As far as toppings go, the sky is the limit. Look for inspiration in other meals that you love. Any dish that combines multiple components is fair game. Burritos, sandwiches, even sushi rolls can inspire new kinds of pizzas.
Keep in mind that some toppings might need to be pre-cooked before going on your pizza. Root veggies, like beets and potatoes, are good examples. They would not have time to soften in the time it takes to bake a pizza. On the flip side, some ingredients might not survive a trip in the oven. Ingrediets like fresh avocado, pickles, or lettuce shouldn't be added until after the pizza has been cooked.
Toppings: Marinara sauce, cannelini beans, spinach, and mozzerella cheese.
Toppings: Balsamic vinaigrette as sauce, mozzerella, goat cheese, swiss chard, and roasted beets.
Toppings: Cilantro pesto as sauce, monterey jack cheese, roasted sweet potatoes, and black beans.
Spicy Cilantro Pesto
Makes about two cups
- 1 bunch fresh, cilantro
- 1 cup roasted jalapenos
- 1/4 cup pumpkin seeds (pepitas)
- 6 tablespoons olive oil
- 1 clove garlic
- the juice from 1/2 lime
- salt to taste
Rinse the cilantro well to remove any sand. Pick through the bunch and remove the larger stems. It's OK for this recipe to leave the smaller stems. Place the cilantro in a food processor with the rest of the ingredients (except salt), and blend until evenly pureed. You may have to scrape the sides, and tap the food processor down a few times to get everything to chop evenly. Taste, then add a little salt if you like.
Toppings: Sweet sesame sauce, roasted kale, and sesame seeds.
This pizza is totally vegan, and crazy good. If you are especially adventurous, try throwing some Asian pickles on top after the pizza comes out of the oven. I loved this with Korean-style cabbage pickles from the book, Quick Pickles: Easy Recipes for Big Flavor.
Sweet Sesame Sauce
Makes about 1/4 cup
- 1/4 cup sesame tahini
- 1 tablespoon maple syrup or honey
- salt to taste
- water, as needed
Combine the tahini and syrup (or honey) in a small bowl and stir together. You can add a little water if you find the sauce to be too thick. Add just a few drops at a time until you get a good consistency. Taste, and a pinch of salt to punch up the flavor.
How to Make a Pizza
Preheat your oven to at least 450 degrees. If you are using a pizza stone, allow the stone to heat in the oven for an extra 30 minutes after the oven comes to temperature.
Dust your counter or work surface with flour, then drop your ball of dough onto it. You can use a rolling pin to spread the dough, or you can just use your hands. Spreading the dough by hand takes a little practice. Make sure to spread the dough from the center out in a circular motion. If you need visual help, check out this video.
Transfer the dough to a pan or, if you are using a stone, a pizza peel. In that case, make sure your peel has been dusted with plenty of flour.

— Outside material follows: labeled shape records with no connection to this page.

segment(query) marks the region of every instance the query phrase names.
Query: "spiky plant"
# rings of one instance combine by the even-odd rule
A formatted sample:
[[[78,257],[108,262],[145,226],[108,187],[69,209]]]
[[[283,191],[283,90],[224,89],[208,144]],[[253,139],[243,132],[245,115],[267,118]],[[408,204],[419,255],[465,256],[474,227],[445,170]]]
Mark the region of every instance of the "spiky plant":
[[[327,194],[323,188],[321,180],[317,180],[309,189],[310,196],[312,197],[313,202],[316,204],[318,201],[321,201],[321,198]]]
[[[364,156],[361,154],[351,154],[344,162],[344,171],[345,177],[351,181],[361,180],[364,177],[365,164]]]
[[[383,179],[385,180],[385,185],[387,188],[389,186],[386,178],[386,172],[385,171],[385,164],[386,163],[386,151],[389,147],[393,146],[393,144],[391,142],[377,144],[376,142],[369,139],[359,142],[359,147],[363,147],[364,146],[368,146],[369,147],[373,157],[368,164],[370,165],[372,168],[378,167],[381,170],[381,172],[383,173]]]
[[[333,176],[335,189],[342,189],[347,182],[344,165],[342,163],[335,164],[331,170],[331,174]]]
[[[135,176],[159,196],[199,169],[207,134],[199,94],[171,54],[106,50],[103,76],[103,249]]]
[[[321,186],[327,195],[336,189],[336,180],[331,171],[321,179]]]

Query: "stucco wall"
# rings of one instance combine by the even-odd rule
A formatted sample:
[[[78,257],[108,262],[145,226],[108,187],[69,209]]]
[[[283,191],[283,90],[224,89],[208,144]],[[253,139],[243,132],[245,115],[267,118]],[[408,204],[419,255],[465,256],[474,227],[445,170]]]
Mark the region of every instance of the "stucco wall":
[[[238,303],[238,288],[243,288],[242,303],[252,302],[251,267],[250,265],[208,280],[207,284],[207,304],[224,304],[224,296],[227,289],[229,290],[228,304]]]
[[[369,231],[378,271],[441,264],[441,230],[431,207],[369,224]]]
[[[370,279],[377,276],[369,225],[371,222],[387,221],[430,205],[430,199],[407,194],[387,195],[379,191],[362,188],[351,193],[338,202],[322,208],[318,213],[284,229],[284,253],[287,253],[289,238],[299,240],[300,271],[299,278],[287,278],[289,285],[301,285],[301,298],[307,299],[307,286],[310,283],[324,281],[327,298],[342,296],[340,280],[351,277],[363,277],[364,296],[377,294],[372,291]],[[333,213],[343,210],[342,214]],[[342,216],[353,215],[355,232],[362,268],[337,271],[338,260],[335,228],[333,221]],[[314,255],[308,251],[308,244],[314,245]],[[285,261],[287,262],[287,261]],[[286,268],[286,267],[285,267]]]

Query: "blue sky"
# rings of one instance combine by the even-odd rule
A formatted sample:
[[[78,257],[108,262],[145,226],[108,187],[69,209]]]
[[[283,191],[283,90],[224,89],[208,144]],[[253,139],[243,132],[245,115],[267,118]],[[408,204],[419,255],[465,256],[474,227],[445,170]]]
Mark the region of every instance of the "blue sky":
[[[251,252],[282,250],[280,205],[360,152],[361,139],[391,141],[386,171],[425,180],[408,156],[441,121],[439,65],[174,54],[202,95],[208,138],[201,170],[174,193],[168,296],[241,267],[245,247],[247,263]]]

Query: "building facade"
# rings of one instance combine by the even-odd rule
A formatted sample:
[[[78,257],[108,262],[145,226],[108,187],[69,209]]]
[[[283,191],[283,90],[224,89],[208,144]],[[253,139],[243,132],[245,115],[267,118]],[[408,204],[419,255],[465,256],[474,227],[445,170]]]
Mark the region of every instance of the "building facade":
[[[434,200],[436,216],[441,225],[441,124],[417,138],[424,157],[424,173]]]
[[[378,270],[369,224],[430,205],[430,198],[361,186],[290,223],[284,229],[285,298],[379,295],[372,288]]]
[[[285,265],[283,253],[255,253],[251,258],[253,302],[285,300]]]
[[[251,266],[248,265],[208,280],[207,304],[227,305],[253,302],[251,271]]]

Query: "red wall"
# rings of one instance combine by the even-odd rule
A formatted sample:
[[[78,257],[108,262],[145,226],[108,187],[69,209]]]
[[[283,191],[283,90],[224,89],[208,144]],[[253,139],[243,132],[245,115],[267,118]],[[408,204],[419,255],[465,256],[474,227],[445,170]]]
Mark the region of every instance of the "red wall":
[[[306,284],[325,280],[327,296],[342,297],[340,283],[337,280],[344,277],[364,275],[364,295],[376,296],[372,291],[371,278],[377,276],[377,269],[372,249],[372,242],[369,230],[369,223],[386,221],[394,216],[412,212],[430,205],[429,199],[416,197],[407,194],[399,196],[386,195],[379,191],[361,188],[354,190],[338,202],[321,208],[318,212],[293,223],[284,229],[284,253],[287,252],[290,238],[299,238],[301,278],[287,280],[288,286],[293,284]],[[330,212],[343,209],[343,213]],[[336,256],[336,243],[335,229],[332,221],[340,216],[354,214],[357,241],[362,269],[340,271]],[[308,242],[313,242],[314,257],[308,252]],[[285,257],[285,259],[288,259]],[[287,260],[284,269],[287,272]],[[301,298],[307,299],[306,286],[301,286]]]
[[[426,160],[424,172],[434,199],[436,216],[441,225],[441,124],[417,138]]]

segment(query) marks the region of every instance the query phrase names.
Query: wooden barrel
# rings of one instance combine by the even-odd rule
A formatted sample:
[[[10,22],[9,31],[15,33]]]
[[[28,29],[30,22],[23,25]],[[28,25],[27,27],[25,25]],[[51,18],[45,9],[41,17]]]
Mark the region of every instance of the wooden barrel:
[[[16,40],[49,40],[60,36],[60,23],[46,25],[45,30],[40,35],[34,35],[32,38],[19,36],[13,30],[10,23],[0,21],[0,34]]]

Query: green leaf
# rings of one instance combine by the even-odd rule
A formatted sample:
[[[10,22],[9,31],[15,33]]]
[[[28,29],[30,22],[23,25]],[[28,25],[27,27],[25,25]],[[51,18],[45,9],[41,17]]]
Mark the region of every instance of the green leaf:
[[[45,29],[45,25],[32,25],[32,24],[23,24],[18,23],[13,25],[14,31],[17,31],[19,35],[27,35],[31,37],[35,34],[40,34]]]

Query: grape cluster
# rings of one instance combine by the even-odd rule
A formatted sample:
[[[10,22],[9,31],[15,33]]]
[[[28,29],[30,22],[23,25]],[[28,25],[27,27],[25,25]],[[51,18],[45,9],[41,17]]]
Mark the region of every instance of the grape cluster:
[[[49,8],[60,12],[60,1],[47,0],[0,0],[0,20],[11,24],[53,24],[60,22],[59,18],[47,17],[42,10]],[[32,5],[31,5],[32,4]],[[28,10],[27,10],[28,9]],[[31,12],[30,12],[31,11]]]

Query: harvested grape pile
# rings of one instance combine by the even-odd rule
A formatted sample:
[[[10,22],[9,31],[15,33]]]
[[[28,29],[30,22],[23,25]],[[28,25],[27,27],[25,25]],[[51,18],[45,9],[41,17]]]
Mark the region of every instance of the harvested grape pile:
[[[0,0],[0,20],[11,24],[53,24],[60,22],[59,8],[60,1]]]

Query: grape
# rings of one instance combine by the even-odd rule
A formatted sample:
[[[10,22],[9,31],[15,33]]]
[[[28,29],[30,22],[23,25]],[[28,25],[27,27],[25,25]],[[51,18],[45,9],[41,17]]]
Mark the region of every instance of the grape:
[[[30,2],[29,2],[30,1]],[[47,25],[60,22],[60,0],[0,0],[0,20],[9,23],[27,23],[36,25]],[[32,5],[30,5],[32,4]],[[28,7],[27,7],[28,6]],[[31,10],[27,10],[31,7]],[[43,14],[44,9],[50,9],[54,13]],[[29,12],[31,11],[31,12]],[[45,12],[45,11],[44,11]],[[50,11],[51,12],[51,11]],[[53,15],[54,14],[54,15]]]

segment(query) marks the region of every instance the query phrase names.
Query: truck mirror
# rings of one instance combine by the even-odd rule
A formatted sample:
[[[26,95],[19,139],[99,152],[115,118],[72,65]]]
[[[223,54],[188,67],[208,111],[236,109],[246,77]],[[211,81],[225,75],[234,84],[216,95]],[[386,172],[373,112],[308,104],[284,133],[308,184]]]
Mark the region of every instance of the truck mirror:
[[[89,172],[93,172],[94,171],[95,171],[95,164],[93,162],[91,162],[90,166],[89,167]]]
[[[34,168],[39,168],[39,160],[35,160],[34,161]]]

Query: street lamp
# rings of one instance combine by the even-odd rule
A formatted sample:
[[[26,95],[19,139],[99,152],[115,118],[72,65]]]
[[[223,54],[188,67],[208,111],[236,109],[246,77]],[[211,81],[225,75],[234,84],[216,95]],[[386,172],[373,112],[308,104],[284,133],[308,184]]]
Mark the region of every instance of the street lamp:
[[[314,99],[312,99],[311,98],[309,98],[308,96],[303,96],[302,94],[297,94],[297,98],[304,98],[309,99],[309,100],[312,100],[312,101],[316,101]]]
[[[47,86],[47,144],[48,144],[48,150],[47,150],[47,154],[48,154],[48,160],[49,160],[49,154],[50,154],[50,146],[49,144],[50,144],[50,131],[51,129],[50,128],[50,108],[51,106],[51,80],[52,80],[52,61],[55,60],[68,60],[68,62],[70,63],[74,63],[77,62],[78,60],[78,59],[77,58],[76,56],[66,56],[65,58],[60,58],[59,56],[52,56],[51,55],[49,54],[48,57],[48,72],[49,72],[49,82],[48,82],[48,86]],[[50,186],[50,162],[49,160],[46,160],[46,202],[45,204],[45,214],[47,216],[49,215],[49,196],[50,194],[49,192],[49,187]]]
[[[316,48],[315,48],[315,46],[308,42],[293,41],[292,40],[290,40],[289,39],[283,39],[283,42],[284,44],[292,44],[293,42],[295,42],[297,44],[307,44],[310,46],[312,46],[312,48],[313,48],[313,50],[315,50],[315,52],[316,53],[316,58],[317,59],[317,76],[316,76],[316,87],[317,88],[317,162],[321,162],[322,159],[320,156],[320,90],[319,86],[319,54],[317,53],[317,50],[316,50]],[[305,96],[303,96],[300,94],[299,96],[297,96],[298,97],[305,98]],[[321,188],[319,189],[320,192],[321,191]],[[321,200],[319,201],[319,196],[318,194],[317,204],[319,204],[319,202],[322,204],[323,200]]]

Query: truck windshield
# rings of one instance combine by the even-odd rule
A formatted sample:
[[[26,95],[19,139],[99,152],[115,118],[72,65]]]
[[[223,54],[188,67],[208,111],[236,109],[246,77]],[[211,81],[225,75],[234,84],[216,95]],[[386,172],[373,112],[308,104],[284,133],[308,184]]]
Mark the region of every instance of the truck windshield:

Add the sauce to your pizza, followed by your toppings. Remember that the dough will soak up some of the sauce, so don't be afraid to add a little more than you think you might need. (Don't go bananas though - too much sauce will make your pizza soggy.)
Put the pizza in the oven! It will need to bake for anywhere from 10 to 25 minutes, depending on the thickness of the crust. Keep an eye on it as it bakes. You are looking for a nice golden brown color to form on the bottom and edges of the crust.
When the pizza is ready, take it out of the oven and let it rest for a few minutes before slicing.